When I came back this summer. I said I would strictly play the sister role. The fun sister that didn't worry about whether you ate dessert before dinner and let you play video games all day. However, with departure drawing near, I feel the strongest desire to wrap him in my arms and protect him from my parents. Yes, from my parents.

It's hurts that I can't do that. But deep down I know he'll be fine. He isn't weak like me. Sensitive, yeah. Spoiled, definitely. I'm sure he'll grow out of that. He's a rebel at heart, something I can only be with lots of determination and a self prep talk.

He'll be fine, if my dad doesn't break his spirit. Something I've been trying to put back to together for myself these last couple of years.
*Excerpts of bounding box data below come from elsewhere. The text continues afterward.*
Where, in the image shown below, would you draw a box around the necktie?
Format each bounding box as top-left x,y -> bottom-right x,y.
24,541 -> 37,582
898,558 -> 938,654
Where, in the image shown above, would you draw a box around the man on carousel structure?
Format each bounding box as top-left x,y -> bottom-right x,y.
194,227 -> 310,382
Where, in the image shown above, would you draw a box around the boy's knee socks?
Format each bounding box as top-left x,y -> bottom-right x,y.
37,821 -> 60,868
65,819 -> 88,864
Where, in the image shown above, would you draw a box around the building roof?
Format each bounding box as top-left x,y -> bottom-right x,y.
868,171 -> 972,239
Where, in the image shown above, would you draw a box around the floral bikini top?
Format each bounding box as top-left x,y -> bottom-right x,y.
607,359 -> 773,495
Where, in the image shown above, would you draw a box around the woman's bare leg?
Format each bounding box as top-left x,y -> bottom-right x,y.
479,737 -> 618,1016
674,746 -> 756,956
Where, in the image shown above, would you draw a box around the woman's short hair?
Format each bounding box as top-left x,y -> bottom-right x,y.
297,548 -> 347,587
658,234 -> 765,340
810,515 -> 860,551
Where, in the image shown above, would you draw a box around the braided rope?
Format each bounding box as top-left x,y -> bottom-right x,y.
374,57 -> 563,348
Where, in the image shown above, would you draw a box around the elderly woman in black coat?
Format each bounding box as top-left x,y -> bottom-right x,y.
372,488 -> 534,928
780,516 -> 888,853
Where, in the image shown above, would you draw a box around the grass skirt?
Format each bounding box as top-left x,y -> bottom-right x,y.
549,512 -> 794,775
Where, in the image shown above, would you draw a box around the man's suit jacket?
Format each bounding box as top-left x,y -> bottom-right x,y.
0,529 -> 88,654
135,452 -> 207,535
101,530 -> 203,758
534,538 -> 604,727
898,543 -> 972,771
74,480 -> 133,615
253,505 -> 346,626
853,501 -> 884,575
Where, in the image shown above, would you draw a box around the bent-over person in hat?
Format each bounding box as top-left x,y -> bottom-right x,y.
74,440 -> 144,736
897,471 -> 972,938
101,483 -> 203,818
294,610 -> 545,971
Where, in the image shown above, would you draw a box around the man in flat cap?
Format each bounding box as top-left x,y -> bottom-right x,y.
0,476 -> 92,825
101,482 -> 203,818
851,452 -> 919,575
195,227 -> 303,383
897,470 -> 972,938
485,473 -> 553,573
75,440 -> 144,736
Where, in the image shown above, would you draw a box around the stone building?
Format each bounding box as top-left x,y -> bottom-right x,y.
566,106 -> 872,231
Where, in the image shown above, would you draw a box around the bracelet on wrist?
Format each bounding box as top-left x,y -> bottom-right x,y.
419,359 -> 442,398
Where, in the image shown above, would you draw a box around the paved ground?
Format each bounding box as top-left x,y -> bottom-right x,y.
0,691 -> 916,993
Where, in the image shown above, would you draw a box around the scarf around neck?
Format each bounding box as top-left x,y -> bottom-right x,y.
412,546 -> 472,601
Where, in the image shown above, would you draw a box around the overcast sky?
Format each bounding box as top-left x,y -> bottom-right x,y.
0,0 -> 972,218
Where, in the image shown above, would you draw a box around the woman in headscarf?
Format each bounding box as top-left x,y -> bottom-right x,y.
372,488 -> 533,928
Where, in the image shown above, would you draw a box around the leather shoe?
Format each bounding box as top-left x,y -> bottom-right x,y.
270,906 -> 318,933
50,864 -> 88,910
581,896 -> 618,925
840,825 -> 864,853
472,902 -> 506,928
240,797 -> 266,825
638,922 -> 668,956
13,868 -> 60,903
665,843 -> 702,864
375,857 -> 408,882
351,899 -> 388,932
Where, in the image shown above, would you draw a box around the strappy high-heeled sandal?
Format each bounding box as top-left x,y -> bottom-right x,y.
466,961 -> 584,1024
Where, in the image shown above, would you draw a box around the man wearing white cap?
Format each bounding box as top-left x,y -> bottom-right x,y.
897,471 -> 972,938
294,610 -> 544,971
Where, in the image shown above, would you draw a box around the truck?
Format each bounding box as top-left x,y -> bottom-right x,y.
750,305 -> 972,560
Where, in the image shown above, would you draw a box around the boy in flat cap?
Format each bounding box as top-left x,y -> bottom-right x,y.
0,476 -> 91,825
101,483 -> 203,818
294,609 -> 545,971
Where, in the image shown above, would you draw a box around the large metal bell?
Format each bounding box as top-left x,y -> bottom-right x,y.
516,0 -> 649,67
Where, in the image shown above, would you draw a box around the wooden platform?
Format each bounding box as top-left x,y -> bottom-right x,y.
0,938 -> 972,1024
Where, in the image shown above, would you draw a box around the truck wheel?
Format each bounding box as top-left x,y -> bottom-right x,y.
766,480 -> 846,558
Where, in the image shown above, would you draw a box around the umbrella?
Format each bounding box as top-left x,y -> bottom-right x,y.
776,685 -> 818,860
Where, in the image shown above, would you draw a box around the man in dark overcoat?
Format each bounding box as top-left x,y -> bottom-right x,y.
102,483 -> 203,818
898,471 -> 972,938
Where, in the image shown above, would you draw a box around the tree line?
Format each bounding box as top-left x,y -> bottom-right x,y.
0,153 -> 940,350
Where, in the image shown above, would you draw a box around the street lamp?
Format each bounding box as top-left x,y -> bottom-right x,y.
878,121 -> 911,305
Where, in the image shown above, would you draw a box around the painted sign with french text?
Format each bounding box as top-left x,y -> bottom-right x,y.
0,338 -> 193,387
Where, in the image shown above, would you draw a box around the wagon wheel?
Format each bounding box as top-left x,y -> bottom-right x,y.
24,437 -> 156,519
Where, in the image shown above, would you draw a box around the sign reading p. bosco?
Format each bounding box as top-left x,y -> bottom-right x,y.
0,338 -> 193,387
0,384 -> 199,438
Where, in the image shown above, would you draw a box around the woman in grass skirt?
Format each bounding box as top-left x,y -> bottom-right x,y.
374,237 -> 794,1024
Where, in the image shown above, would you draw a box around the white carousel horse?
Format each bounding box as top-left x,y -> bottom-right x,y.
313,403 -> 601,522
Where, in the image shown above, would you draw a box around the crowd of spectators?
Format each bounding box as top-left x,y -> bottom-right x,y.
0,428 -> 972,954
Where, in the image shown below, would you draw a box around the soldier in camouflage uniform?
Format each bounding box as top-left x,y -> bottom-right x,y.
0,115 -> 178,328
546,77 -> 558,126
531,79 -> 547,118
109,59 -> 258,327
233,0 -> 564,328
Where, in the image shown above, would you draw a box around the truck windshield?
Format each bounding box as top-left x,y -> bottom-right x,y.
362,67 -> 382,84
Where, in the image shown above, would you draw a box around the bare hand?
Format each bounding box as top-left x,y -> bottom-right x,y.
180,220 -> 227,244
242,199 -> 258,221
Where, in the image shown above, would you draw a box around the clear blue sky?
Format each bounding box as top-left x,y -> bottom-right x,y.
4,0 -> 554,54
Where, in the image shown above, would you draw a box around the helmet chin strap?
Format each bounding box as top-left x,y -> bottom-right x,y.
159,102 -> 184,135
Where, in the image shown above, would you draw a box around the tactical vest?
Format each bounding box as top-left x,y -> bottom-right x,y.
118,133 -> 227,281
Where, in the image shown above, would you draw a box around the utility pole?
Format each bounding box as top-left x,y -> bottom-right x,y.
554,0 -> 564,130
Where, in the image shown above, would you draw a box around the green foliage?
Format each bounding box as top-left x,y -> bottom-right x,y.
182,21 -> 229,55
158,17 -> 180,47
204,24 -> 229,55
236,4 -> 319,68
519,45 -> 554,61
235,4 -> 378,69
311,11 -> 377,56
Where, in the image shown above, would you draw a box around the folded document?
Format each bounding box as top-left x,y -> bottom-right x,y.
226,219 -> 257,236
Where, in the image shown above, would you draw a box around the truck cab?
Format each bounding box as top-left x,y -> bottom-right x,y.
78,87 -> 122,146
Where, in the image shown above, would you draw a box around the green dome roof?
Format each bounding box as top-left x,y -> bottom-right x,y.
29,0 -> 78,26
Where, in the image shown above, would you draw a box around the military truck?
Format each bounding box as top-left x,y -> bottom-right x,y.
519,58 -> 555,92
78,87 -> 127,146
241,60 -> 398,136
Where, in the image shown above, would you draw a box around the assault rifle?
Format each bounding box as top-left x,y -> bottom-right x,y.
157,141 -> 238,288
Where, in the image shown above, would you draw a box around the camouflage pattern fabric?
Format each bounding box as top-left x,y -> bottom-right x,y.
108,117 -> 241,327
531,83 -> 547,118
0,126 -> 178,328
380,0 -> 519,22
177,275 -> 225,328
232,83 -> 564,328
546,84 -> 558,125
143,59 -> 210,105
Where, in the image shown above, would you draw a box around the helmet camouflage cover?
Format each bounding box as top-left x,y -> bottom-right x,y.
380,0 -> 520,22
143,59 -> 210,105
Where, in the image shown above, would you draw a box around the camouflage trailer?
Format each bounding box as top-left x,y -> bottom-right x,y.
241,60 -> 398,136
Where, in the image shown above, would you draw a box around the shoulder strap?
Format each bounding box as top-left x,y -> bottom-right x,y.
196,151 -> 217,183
With that said I'm going to snuggle up with my little brother.

Monday, July 13, 2009

Almost Honest

I would be almost honest
If I said we were meant to be
That the fingers of you and me
Were to interlock into an embrace
That when my heart beats yours skipped a pace
Meant to be for only a season
You cannot hold onto the snow
When the sun is shining
you cannot question the reason
Things come and go
And through experience you grow
I would be almost honest
If I thought we let go
At just the right moment
That some dark hidden feelings
Weren't lying dormant
Under the facade of smiles and kisses
If I looked into your eyes
And knew it wouldn't break your heart
I would be honest
But if I were honest
I can see your soul and spirit die
So I can only be
Almost...

Sunday, July 12, 2009

Nothing Left to Say

I will write when I figure out the right words. I know what I want to say, just not how.